#filmy #dune
Maszyna się rozkręca. Powstaje trzecia część, serial o siostrach, niedługo z każdej lodówki będzie wyskakiwał fremen, a alejki w biedrze zginą pod pryzmami piachu. Dlatego warto wrócić do korzeni i przyjrzeć się dokładniej pierwszej adaptacji dzieła. Diuna z 1984 została rozwalcowana przez krytykę. Producenci chcieli swoje, film pocięto, a Lynch nabawił się depresji. Na szczęście fani nie zawodzą. Oto przed wami zupełnie odmieniona wersja z 1984. Zachowano chronologię i dodano dodatkowe sceny, przeskalowano do 4K itd. Jest to trzecia i wydaje się finalna wersja, najbliższa koncepcji Lynch'a jak tylko się da. Dla fanów must watch, dla reszty alternatywa dla nowej wersji. Dziś piątunio, więc wiecie co robić wieczorem :)
https://youtu.be/faHQA_0d9Mo
Mazski

Do Diuny to mam sentyment przez grę na amige. Ale jakoś nie pociągają mnie te filmy. Z tej nowej produkcji to muzyka strasznie mi się podobała w części pierwszej. W dwójce za to miałem wrażenie że oglądam kosmicznych muhadżedinów, którzy walczą z kosmiczną rasą przypominającą zachowaniem ruskich. Ogólnie mi nie siadło. Na cześć trzecia na bank nie pójdę do kina. Ale rozumiem że ludziom może się podobać

DidzejJB

Daj tej wersji szansę. Możesz się pozytywnie zaskoczyć.

SpokoZiomek

@Mazski

oglądam kosmicznych muhadżedinów, którzy walczą z kosmiczną rasą przypominającą zachowaniem ruskich

W sumie to bardzo się z prawdą nie mijasz.

Tylko-Seweryn

@DidzejJB sceny z Alią są zajebiste Muszę to dzisiaj całe obejrzeć. Dzięki za wrzute


EDIT: I nawet są polskie napisy. Ło kurwa

DidzejJB

W nowej wersji to chyba jej brak najbardziej zabolał. Siostrunia to niezły złodupiec jest :)

kubex_to_ja

@DidzejJB kierwa kolejny 3 godzinny film ;/ kiedy ja to mam oglądać?

DidzejJB

No przecież napisałem - wieczorem (:

kubex_to_ja

@DidzejJB wieczorem to mam 1,5h wolnego xD trzeba będzie rozbić na dwa dni

VonTrupka

adaptacja diuny wg Lyncha to dla mnie petarda jakich mało.

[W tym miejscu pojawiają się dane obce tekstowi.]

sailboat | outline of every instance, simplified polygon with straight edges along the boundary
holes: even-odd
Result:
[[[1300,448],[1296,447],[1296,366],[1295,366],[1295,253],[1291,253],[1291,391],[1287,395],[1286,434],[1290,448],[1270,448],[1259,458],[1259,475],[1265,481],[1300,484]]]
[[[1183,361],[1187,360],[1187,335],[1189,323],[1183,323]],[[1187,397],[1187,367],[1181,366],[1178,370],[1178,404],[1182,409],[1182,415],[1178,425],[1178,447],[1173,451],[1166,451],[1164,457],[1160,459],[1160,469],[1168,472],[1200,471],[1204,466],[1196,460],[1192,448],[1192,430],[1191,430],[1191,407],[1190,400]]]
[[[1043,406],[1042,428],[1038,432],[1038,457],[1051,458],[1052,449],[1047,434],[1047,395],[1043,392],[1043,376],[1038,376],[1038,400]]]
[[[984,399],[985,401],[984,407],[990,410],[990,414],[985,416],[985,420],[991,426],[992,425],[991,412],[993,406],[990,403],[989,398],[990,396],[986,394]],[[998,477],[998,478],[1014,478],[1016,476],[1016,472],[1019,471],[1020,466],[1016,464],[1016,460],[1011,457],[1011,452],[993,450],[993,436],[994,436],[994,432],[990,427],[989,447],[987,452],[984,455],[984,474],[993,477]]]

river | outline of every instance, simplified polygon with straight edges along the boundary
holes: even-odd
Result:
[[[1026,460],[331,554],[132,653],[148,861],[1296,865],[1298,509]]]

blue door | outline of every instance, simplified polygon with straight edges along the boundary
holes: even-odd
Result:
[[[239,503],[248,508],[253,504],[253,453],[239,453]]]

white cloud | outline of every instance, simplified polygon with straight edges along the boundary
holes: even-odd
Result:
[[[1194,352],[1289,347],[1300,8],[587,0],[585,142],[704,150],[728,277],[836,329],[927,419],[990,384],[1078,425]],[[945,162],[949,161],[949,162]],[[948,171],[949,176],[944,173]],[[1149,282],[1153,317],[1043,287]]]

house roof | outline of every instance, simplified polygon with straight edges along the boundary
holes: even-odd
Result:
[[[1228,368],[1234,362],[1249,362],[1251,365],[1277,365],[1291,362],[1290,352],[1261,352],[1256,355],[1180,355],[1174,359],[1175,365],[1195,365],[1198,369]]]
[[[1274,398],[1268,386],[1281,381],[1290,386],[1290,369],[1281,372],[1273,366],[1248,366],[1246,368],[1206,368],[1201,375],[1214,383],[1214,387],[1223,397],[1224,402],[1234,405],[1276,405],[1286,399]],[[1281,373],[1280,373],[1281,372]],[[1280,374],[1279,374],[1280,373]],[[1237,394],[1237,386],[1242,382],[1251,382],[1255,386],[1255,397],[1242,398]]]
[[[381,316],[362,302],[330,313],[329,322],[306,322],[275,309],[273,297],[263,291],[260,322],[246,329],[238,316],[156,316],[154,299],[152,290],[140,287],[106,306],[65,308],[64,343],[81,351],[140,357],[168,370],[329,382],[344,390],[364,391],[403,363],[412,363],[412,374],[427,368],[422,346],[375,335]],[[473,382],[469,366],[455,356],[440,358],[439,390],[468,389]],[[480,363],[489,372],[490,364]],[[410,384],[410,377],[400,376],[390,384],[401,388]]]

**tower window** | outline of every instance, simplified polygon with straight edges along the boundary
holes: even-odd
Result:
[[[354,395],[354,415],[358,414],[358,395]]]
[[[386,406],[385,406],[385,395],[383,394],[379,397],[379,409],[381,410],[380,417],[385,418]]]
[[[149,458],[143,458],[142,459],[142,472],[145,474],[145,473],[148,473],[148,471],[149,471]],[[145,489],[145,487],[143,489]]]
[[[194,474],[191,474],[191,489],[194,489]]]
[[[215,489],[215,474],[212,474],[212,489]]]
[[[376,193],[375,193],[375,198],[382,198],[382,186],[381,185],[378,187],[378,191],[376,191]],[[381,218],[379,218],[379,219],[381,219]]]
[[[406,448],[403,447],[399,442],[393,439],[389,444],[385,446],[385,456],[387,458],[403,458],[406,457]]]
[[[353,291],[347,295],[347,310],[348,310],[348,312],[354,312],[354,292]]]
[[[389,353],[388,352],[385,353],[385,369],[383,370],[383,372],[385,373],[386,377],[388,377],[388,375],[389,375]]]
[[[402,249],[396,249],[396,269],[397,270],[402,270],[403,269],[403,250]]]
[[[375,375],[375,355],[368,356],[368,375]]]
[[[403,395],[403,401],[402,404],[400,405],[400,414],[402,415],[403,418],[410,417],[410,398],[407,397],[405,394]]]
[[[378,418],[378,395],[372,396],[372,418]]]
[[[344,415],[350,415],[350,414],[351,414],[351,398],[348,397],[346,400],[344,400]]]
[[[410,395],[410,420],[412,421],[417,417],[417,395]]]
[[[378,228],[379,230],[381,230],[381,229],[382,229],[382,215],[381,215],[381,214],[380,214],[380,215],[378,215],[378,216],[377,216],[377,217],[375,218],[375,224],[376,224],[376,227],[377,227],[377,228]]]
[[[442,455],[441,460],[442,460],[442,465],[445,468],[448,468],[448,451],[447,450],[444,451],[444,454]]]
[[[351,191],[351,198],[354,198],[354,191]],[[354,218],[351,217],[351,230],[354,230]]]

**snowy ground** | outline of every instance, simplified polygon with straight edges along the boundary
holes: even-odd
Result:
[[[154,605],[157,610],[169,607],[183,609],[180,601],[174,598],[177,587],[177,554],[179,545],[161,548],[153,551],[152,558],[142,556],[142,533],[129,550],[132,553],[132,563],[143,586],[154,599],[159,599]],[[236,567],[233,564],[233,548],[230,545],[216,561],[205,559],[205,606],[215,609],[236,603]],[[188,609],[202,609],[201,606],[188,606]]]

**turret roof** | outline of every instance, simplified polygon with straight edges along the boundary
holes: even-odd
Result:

Znakomite efekty specjalne, kostiumy i w ogóle całościowy rozmach.

A najbardziej ze wszystkiego podobało mi się przedstawienie harkonnenów, w tym szczególnie samego barona.

Przeszło nawet moje wyobrażenie dekadenckości tej rasy.


dziękuwa za linczora, już od długiego czasu chodziło za mną ponowne oglądnięcie.

Szczególnie scen kiedy wjeżdża nawigator i ujęć z samym baronem

VonTrupka

zedytowałbym ale się już nie da

a zabrakło mi takiego dosadnego stwierdzenia które teraz mam na myśli.

Bo to ekranizacja z lat 80. Jeśli ktoś tej kinematografii nie lubi, nie pojmuje, nie dociera do niego trudno wtedy rozprawiać o sztuce aktorskiej, kaskaderskiej i efektach prawdziwie specjalnych.


Teraz wszystko można generować komputerowo przez co sprawia to wrażenie sztucznej, bez żadnego polotui werwy.

W nowej adaptacji diuny to nie wiem czy aktorzy w ogóle zobaczyli na własne oczy piasek.